1 pointby joyjeetdan7 hours ago2 comments
  • mcnamtm1an hour ago
    "Agents started calling tools nobody remembered wiring up"

    This is very familiar to me. I have seen this problem before. Because AI is often a network of microservices and follow service mesh patterns, there is an inherent ability for agent workloads to reach other agent workloads even if they weren't designed for that. To me, that is an 'authorization' problem and traditional solutions focus on policies to control authorization. But an authz policy approach is avoided because it involves a central server, additional latency, and is a single point of failure.

    I found a different approach that restricts the authorization of agent interconnections to a pre-defined topology and has strict access controls per agent during runtime use dynamic access credentials unique to the agents in the topology. There is no central server.

    And the dynamic access credentials guarantee the control and security of the data flows over the authorized AI topology during runtime.

    I think about securing AI systems a lot. And I am amazed that people expect conventional API security to protect AI systems when these same solutions are failing tremendously for every other kind of API. In my opinion, AI is a leap-ahead technology that needs a leap-ahead security approach rather than the conventional API security methods.

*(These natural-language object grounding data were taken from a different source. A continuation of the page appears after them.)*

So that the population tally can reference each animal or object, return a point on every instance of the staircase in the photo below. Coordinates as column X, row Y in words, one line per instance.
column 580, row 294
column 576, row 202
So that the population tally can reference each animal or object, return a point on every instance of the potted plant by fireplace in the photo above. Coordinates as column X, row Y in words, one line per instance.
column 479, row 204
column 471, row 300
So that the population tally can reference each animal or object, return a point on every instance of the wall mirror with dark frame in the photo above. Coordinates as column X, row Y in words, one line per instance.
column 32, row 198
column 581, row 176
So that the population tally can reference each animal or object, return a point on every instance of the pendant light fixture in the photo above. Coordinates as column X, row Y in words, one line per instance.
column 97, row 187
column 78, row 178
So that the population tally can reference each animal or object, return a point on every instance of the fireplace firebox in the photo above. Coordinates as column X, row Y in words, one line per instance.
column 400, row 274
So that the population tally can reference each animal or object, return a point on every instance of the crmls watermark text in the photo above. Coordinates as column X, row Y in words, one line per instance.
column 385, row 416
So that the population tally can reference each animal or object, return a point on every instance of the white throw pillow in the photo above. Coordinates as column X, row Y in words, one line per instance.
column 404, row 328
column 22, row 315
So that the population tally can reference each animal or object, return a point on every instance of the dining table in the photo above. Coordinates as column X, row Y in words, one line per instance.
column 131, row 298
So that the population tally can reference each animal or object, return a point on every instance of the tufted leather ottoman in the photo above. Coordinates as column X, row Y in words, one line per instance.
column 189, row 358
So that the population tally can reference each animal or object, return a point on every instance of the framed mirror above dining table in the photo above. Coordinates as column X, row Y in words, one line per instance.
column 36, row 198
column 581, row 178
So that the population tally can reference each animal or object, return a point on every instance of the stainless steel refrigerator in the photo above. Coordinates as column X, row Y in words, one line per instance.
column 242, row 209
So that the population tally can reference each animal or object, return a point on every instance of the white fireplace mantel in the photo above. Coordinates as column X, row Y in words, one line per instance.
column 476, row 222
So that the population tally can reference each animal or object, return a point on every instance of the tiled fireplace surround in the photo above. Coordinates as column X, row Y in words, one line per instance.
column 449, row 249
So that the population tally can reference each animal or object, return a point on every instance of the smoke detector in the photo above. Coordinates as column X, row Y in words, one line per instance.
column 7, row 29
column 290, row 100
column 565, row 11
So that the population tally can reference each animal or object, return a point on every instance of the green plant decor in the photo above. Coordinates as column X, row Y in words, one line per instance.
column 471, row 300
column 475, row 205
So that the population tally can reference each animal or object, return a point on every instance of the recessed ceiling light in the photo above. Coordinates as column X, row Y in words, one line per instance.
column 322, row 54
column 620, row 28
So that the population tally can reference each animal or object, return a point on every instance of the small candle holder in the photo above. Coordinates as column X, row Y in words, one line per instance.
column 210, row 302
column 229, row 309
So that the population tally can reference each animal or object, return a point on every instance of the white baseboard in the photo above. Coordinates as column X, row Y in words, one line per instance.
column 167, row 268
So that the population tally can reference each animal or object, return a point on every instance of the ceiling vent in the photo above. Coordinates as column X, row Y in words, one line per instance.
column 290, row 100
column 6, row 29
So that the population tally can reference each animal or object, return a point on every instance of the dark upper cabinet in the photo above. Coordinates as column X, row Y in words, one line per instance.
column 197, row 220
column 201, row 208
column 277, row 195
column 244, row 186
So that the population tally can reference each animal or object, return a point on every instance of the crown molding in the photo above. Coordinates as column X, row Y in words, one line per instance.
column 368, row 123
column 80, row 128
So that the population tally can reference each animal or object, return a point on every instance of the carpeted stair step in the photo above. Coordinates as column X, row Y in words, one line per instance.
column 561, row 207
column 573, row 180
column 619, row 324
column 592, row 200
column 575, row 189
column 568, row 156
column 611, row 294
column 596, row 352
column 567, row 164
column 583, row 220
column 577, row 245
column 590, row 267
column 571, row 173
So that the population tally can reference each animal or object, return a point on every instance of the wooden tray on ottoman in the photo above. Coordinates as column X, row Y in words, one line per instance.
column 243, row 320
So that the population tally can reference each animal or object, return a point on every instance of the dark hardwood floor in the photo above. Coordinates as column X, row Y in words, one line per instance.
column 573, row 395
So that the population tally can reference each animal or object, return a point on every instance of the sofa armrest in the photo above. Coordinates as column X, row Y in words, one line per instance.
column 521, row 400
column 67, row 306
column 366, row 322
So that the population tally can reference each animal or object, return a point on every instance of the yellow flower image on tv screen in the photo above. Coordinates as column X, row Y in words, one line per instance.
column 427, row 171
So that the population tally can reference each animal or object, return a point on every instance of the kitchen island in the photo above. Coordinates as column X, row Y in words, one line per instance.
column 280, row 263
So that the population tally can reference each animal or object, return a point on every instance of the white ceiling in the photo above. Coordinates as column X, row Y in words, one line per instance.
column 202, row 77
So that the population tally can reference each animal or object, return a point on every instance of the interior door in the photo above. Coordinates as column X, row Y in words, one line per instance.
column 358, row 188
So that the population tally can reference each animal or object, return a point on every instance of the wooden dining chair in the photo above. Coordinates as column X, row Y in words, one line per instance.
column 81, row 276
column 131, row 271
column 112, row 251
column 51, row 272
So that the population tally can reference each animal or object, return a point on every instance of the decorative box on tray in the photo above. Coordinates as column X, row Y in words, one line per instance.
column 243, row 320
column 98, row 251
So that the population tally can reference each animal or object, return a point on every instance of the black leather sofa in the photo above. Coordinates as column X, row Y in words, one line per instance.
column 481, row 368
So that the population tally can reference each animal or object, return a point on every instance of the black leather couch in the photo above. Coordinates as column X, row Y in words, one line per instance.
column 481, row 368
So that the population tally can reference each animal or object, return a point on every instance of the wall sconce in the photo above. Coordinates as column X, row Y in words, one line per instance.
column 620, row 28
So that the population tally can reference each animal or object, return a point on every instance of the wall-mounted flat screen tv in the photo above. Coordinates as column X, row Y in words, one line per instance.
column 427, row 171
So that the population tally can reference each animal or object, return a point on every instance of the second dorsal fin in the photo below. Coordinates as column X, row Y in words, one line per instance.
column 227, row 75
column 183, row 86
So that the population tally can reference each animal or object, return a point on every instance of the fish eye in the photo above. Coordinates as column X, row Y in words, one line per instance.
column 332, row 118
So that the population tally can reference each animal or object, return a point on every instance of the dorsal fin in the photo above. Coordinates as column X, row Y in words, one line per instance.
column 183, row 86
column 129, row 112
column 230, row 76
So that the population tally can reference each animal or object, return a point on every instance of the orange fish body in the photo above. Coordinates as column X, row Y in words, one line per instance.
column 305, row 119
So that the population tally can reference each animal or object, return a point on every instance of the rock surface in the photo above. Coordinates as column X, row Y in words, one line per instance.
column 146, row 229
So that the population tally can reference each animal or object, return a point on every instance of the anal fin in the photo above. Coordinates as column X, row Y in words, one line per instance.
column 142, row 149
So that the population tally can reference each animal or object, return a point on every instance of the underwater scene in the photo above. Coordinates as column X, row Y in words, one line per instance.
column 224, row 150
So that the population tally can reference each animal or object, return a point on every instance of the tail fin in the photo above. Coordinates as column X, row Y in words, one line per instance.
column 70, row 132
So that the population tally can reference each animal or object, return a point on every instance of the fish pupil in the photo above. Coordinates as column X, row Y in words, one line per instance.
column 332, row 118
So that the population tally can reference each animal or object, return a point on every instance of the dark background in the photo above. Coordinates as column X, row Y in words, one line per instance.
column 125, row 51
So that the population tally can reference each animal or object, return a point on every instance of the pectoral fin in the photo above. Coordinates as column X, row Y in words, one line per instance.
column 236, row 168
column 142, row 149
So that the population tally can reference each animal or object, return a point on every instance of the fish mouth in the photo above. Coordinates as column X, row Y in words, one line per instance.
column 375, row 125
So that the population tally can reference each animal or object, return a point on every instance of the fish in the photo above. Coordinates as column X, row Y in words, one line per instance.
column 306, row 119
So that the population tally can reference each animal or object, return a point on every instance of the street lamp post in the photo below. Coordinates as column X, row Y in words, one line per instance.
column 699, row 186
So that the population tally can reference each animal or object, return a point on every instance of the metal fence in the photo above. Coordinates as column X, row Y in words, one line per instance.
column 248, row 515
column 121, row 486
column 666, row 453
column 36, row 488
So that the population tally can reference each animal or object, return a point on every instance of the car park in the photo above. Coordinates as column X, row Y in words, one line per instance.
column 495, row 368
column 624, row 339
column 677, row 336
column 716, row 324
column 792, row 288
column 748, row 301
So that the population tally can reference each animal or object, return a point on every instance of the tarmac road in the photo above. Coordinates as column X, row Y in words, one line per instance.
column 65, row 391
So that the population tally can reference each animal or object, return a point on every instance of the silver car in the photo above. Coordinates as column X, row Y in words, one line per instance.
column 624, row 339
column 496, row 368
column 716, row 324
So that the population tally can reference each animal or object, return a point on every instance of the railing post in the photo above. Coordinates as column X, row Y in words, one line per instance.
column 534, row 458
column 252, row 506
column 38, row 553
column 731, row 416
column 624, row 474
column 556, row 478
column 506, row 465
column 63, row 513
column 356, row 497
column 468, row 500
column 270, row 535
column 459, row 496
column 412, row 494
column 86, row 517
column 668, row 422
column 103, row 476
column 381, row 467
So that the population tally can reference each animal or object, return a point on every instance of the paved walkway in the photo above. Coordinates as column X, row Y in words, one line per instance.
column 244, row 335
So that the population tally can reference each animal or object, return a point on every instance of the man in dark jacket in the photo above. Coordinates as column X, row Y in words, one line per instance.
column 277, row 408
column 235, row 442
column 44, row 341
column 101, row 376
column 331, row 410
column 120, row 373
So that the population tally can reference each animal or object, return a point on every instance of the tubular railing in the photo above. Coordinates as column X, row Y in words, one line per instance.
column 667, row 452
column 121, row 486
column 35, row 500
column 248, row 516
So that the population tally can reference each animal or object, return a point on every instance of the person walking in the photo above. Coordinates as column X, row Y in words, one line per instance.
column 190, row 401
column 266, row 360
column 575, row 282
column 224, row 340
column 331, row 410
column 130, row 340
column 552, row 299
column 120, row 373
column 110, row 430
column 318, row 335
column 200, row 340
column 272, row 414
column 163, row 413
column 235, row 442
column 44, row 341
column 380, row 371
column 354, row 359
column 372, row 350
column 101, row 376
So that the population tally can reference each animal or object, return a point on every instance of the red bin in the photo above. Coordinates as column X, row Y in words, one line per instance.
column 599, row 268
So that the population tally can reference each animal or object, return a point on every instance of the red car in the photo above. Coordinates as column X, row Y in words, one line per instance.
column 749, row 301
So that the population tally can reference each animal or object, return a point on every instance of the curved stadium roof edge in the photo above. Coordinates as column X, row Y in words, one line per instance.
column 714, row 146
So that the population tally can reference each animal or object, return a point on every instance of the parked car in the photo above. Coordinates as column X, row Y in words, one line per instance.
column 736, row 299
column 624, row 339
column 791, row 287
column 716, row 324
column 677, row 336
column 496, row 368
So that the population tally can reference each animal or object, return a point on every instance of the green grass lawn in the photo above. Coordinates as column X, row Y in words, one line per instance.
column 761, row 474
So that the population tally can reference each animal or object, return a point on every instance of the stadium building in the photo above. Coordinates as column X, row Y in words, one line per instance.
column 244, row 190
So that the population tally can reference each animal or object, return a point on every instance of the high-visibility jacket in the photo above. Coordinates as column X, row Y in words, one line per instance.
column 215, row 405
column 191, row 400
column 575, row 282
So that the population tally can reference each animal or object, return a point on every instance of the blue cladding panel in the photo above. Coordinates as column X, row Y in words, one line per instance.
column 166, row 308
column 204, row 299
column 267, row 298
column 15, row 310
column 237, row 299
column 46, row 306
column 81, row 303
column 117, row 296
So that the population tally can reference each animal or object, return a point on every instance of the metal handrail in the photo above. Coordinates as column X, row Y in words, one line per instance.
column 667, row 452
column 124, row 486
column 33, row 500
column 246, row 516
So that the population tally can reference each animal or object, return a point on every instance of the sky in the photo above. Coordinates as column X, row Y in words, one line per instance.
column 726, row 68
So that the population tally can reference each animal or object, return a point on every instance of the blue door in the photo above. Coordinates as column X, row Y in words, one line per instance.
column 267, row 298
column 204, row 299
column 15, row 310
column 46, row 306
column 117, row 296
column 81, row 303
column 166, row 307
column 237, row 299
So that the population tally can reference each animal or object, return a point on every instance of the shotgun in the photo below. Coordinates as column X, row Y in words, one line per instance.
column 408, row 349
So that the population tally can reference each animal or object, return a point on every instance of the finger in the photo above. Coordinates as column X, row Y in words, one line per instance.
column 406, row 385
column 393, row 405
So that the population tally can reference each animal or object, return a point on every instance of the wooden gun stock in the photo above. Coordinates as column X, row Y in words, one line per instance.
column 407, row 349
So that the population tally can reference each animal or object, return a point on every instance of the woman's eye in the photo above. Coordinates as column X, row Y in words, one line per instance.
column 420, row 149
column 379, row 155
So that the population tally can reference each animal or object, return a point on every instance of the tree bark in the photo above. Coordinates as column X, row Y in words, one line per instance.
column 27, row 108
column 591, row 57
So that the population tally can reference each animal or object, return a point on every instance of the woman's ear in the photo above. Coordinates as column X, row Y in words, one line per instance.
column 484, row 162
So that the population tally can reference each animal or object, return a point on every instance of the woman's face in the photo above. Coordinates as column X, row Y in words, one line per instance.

    Happy to discuss further

  • joyjeetdan7 hours ago
    One thing that surprised us: gateways and logs were useful, but insufficient. The real gaps appeared when execution spanned multiple agents, tools, and identities over time. Would love to hear how others are handling this today.
    • abdul_levo6 hours ago
      So true — once multiple agents and tools are involved, it becomes a system-tracking problem, not just a logging problem.